On the Holonomic Rank Problem

TL;DR

This paper introduces algebraic and geometric formulas to compute the rank of tautological systems governing period integrals in complex geometry, identifying special points relevant to mirror symmetry and confirming a conjecture for projective spaces.

Contribution

It provides new algebraic and geometric methods to compute solution sheaf ranks of tautological systems, advancing understanding in mirror symmetry and hypergeometric systems.

Findings

Derived formulas for solution sheaf rank in CY hypersurfaces

Identified rank 1 points as potential large complex structure limits

Proved a conjecture on the completeness of the extended GKZ system for projective spaces

Abstract

A tautological system, introduced in \cite{LSY}\cite{LY}, arises as a regular holonomic system of partial differential equations that govern the period integrals of a family of complete intersections in a complex manifold $X$, equipped with a suitable Lie group action. In this article, we introduce two formulas -- one purely algebraic, the other geometric -- to compute the rank of the solution sheaf of such a system for CY hypersurfaces in a generalized flag variety.
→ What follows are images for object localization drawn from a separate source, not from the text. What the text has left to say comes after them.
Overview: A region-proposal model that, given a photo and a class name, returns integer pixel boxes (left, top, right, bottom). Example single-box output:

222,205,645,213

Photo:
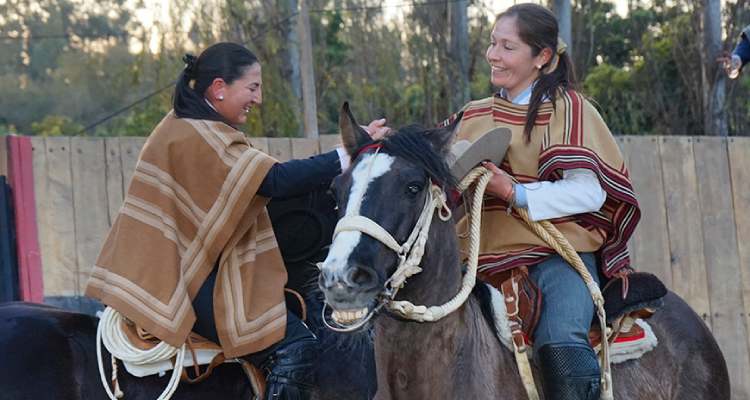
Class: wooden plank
7,136,44,302
728,136,750,372
616,136,639,268
104,138,123,226
248,137,269,154
291,138,320,159
119,137,145,193
70,137,109,294
694,136,750,399
35,137,78,297
659,137,711,326
624,136,671,285
0,136,7,176
319,134,342,153
267,137,292,162
30,137,49,297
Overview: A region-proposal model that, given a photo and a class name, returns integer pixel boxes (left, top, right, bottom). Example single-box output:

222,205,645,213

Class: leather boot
537,343,601,400
258,336,318,400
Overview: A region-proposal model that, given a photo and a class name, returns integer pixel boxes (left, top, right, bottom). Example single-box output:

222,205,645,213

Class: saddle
485,268,667,351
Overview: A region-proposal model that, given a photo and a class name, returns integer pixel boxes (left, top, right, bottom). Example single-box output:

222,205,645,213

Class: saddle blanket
487,284,658,363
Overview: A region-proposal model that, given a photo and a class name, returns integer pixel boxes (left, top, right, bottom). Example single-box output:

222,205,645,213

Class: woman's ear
207,77,227,101
536,47,554,70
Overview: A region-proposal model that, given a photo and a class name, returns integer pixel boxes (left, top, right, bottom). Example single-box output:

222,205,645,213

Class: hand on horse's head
362,118,391,141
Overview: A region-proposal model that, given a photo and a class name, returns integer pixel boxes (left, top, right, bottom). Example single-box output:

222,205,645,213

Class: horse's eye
406,183,422,196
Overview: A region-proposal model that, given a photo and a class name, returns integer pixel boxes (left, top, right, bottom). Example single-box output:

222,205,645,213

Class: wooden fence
17,135,750,398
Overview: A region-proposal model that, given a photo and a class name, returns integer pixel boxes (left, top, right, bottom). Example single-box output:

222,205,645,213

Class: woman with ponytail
86,42,387,400
448,4,642,399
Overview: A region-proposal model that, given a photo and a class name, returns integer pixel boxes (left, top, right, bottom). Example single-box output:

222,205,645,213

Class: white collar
204,98,218,111
498,81,550,105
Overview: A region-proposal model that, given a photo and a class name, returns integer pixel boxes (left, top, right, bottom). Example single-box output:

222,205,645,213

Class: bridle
322,144,452,332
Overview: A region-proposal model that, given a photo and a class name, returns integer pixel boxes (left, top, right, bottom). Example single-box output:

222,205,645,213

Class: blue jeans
529,252,600,356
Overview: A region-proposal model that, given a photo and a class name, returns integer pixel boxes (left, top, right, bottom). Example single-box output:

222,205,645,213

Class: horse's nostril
347,265,377,287
318,269,336,290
The algebraic version gives the local solution space as a Lie algebra homology group, while the geometric one as the middle de Rham cohomology of the complement of a hyperplane section in $X$. We use both formulas to find certain degenerate points for which the rank of the solution sheaf becomes 1. These rank 1 points appear to be good candidates for the so-called large complex structure limits in mirror symmetry. The formulas are also used to prove a conjecture of Hosono, Lian and Yau on the completeness of the extended GKZ system when $X$ is $\P^n$.